Le piège du sac qui gonfle une fois rempli

La vraie faille ne se joue pas sur le papier, mais dans le sac lui-même. Le scénario se répète à chaque embarquement low-cost : le sac vendu compatible cabine sur l’étiquette, mesuré à plat, parfaitement dans les clous, mais qui, une fois rempli, poignées et roues comprises, gonfle et dépasse le gabarit de la compagnie la plus stricte. Un sac souple tassé pour rentrer dans le gabarit Ryanair au départ peut très bien s’être élargi de deux ou trois centimètres au retour, après quelques achats glissés dans les poches extérieures.

Toutes les compagnies mesurent d’ailleurs le bagage dans son intégralité, roues et poignées incluses. La grande valise cabine, qu’elle se place dans le compartiment au-dessus du siège, ne doit pas dépasser 55 × 40 × 20 cm pour un poids maximum de 10 kg, et ces dimensions incluent les roues et les poignées : le bagage complet doit rentrer dans ce gabarit. Un sac « limite » chez Ryanair au comptoir d’enregistrement, où les contrôles restent parfois moins systématiques selon l’affluence, peut donc franchement coincer à la porte Vueling si l’agent applique le gabarit à la lettre.

Le contexte réglementaire n’aide pas à clarifier les choses. La réforme européenne adoptée début juillet 2026 a été largement présentée dans la presse comme une garantie universelle, alimentant l’idée d’une taille unique valable partout. Or cette réforme ne standardise pas les dimensions du bagage cabine (trolley) et n’impose pas sa gratuité universelle, contrairement à ce qu’ont annoncé de nombreux titres de presse ; sa principale avancée reste la transparence tarifaire. chaque compagnie continue de fixer ses propres règles pour tout ce qui dépasse le simple sac sous le siège, et rien n’oblige Vueling à aligner sa tolérance sur celle de Ryanair, même si les deux affichent le même chiffre sur leur site.

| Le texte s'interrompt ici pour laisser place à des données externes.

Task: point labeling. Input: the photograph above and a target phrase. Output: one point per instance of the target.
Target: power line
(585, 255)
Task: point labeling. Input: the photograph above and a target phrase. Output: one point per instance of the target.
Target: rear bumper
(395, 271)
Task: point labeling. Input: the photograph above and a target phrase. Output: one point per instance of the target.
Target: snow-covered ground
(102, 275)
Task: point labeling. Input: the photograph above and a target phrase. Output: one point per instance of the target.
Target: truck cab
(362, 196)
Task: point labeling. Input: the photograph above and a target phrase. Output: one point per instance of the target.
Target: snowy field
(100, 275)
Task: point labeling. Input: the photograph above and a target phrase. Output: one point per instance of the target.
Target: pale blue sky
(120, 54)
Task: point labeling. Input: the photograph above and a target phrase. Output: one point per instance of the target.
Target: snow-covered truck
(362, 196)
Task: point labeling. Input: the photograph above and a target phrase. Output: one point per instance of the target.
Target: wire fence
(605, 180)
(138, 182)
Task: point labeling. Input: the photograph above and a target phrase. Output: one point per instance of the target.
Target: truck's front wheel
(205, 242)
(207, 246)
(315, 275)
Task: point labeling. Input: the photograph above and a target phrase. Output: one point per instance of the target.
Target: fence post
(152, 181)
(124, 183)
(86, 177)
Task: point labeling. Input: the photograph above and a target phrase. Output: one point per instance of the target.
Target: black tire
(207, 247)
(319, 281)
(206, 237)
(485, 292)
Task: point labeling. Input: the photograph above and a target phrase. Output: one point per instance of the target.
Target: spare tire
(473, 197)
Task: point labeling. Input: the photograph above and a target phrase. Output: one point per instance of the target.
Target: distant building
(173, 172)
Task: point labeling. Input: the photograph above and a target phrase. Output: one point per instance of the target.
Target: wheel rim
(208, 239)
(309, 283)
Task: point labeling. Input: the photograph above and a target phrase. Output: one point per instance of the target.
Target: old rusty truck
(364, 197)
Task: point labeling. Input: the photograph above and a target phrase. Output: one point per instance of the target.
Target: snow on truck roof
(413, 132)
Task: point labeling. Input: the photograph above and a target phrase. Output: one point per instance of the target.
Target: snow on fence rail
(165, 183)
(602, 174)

Un détail mérite d’être gardé en tête avant de refaire sa valise : certaines fiches produits mentionnent encore, pour Vueling, un article personnel distinct de 35 × 20 × 20 cm en plus du sac principal, une catégorie que Ryanair ne prévoit pas sous cette forme. De quoi rappeler qu’un gabarit qui rassure sur une compagnie ne dispense jamais de vérifier la grille tarifaire exacte de celle qu’on s’apprête réellement à prendre, surtout quand la facture à la porte grimpe plus vite chez l’une que chez l’autre.